Maybe we should use the opportunity and not just rename LocationScale and remove the check for the scale but actually change the design and allow general array-like variates, i.e., make it a subtype of Distribution{ArrayLikeVariate{N},<:ValueSupport} and allow arrays as location and scale.
I wonder if it would be useful to split AffineDistribution into a ShiftedDistribution and a ScaledDistribution

ParadaCarleton · 2021-11-28T21:06:43Z

I agree on the array-like variates bit and actually started work on that yesterday.

I agree we should encourage and use *, +, /, and - over affine, but I think it makes sense to include affine for ease of implementation. This way anyone overloading affine only has to add 1 method instead of 4.

I'm not sure what benefits a split would give, and it might make type-checking and conversions more of a chore since Scaled{Shifted} would be different from Shifted{Scaled}. In particular we'd have to add more methods to collapse Affine down when performing repeated affine transformations.

devmotion · 2021-11-28T21:16:39Z

I agree we should encourage and use *, +, /, and - over affine, but I think it makes sense to include affine for ease of implementation. This way anyone overloading affine only has to add 1 method instead of 4.

There are default fallbacks for / and -, so generally one just has to define x + distribution and x * distribution. I think this is simple enough for developers and not more difficult than defining affine. Additionally, having both affine and +, ... seems confusing - if possible, we should not provide multiple ways but one recommended one for constructing affine transformations.

ParadaCarleton · 2021-11-29T02:40:46Z

Unrelated to the previous comments, we might want some field name other than scale, which seems to be a bit too easy to confuse with the scale function. Greek letters work in the worst-case scenario but are annoying to type in the REPL.

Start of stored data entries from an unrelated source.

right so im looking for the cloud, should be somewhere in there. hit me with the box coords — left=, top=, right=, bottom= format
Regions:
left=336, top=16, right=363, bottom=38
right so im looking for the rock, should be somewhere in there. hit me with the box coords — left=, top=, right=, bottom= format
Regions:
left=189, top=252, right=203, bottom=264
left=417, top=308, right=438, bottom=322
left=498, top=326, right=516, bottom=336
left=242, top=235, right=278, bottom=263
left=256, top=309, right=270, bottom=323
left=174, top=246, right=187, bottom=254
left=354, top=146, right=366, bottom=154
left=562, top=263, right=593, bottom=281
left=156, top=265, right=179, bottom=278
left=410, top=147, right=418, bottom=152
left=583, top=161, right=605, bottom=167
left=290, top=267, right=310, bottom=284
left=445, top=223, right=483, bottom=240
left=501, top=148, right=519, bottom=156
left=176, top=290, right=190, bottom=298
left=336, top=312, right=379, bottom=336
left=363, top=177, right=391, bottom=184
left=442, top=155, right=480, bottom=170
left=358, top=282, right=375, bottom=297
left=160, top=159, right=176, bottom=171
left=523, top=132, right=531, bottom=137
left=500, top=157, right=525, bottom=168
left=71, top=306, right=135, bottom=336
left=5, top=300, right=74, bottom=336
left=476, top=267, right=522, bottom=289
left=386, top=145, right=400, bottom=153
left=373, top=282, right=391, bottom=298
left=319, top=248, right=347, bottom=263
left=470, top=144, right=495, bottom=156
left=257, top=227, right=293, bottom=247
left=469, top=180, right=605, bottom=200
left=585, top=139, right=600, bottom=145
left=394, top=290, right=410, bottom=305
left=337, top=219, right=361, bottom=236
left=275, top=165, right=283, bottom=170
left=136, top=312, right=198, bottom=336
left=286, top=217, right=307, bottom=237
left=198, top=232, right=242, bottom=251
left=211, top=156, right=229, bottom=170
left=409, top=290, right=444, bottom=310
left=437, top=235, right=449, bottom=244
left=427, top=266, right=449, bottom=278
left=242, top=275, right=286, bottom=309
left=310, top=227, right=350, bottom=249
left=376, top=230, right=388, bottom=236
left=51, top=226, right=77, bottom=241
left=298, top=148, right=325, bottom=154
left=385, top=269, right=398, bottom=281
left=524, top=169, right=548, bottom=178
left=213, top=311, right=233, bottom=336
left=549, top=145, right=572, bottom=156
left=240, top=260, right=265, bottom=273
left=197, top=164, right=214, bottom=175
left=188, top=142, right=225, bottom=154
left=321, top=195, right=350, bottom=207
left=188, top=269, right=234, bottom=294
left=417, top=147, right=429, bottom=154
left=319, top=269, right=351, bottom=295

ParadaCarleton · 2021-12-01T01:27:04Z

@devmotion it turns out that this is already implemented in MeasureTheory.jl, and quite nicely too. Chad offered to move it to MeasuresBase, since you mentioned you'd be interested in adding MeasuresBase as a dependency. Should we maybe just add MeasuresBase as a dependency and reexport this feature?

devmotion · 2021-12-01T07:28:47Z

No, this is not sufficient. We want to create and work with Distributions, * etc. should not suddenly lift Distributions to Measures.

mschauer · 2021-12-01T12:55:03Z

If we go with + and -, the docstring should mention ⊕ from #1445

devmotion · 2021-12-01T13:08:42Z

We have to support +, * etc. anyway if we want to avoid a breaking change since it is the current API.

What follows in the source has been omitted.